A dispute at the State Records Committee last week has environmental activists challenging a Salt Lake City policy that forbids fee-waivers for records-requests—even if they benefit the public.
It was another bruising contest between the environmental advocates of the Jordan River Restoration Network and Salt Lake City government last week when a dispute over a records-request resulted in the activists challenging once again the city’s policy that flatly denies fee waivers to all records requests as a matter of course.

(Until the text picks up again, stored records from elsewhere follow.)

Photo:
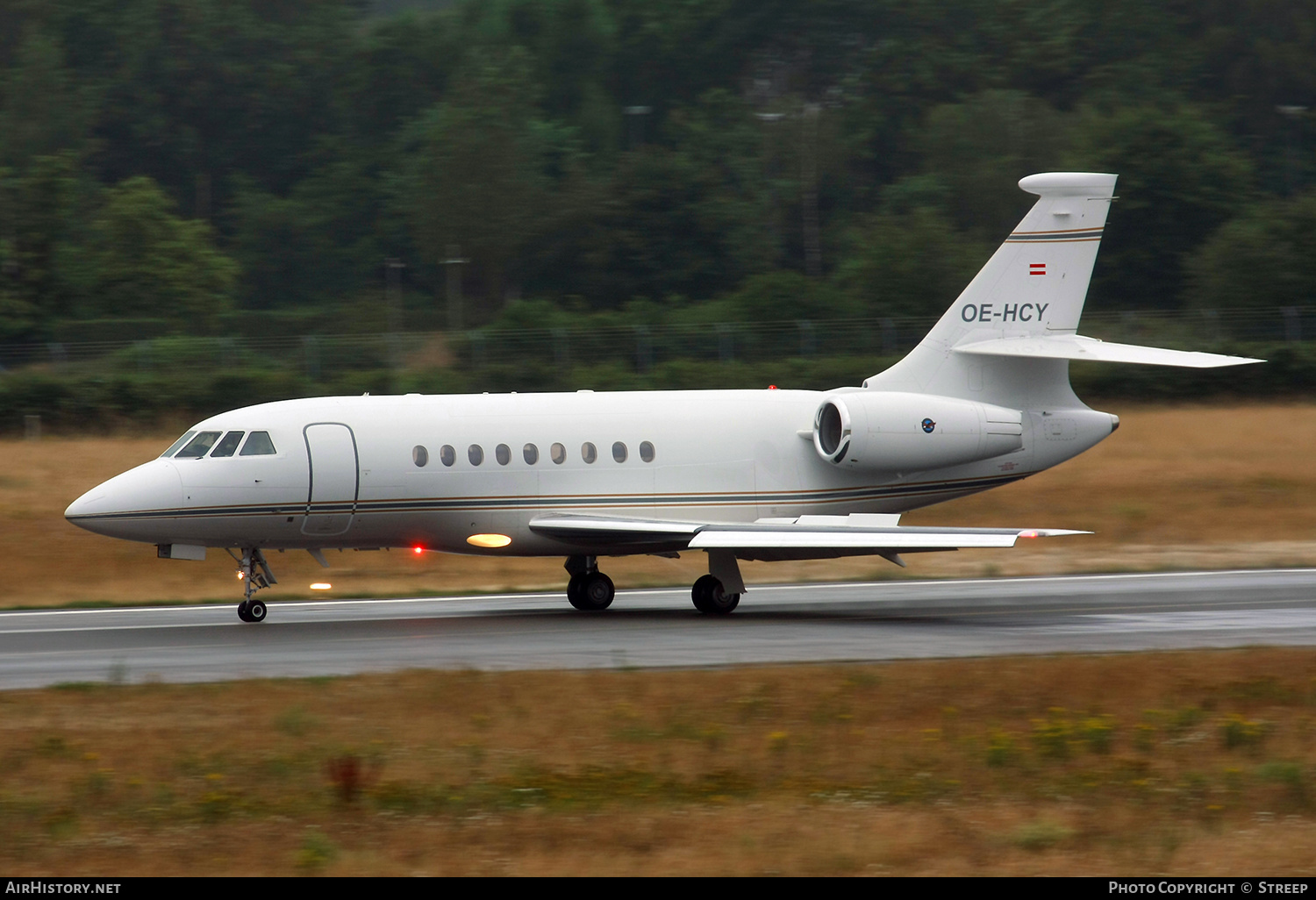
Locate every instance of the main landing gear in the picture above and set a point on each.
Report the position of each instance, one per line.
(719, 592)
(715, 594)
(255, 574)
(589, 589)
(711, 597)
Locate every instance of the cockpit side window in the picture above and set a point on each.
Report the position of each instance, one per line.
(258, 445)
(178, 444)
(229, 445)
(199, 446)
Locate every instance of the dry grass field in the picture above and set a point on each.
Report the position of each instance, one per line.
(1195, 763)
(1176, 487)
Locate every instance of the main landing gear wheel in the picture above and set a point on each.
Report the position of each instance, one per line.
(711, 597)
(591, 591)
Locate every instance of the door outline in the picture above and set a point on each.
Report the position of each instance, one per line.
(311, 481)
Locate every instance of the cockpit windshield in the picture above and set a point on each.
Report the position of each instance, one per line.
(228, 446)
(199, 446)
(258, 445)
(178, 444)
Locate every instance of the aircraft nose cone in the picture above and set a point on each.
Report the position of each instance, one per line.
(124, 504)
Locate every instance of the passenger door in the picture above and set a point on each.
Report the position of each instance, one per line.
(334, 479)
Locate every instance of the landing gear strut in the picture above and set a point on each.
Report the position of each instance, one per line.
(589, 589)
(255, 574)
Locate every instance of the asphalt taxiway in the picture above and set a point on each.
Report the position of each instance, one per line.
(644, 628)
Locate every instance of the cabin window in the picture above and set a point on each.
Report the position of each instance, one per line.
(199, 446)
(178, 444)
(229, 445)
(258, 445)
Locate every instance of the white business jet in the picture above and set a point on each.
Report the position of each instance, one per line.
(983, 400)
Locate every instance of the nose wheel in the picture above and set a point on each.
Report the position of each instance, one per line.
(252, 611)
(589, 589)
(255, 574)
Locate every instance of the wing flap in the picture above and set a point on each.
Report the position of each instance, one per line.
(826, 536)
(1076, 346)
(810, 537)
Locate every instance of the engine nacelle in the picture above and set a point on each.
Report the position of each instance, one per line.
(895, 432)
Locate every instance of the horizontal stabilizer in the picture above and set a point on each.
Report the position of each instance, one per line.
(1073, 346)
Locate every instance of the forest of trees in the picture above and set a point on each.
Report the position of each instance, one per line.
(176, 163)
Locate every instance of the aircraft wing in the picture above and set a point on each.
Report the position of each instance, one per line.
(805, 537)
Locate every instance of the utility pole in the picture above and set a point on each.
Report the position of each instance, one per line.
(454, 286)
(636, 128)
(1294, 113)
(810, 184)
(392, 275)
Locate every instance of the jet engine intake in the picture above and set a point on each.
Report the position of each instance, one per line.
(897, 432)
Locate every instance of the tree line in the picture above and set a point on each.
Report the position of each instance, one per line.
(192, 165)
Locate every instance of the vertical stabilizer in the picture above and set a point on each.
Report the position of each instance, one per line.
(1033, 286)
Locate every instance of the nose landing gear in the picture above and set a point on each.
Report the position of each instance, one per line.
(255, 574)
(589, 589)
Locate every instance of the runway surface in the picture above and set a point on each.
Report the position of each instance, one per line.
(803, 623)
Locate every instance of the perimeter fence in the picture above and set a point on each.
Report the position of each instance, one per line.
(637, 347)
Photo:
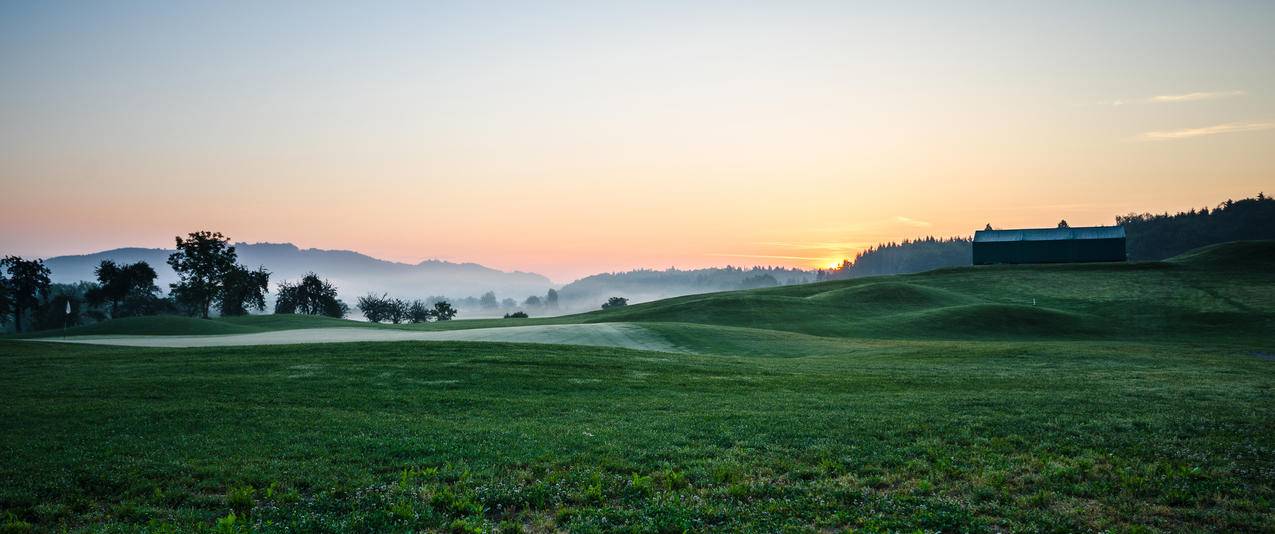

“It’s one of these dirty little secrets very few people know about,” says Jeff Salt with Jordan River Restoration Network. Salt says it’s an issue that’s come up more than once since his group has filed multiple exhaustive records requests with Salt Lake City investigating the city’s internal communications, memos and deliberations on the Jordan River Sports Complex, a facility approved for construction in January of 2010 and that was approved by voters in a 2003 bond election.
In March 2010 the group, concerned about the effects of development on the river, filed a records request outlining 21 item requests with 30 sub- requests, requesting everything from emails and letters to designs, blue prints, cost projections, environmental impact studies, traffic flow reports, staff minutes and more.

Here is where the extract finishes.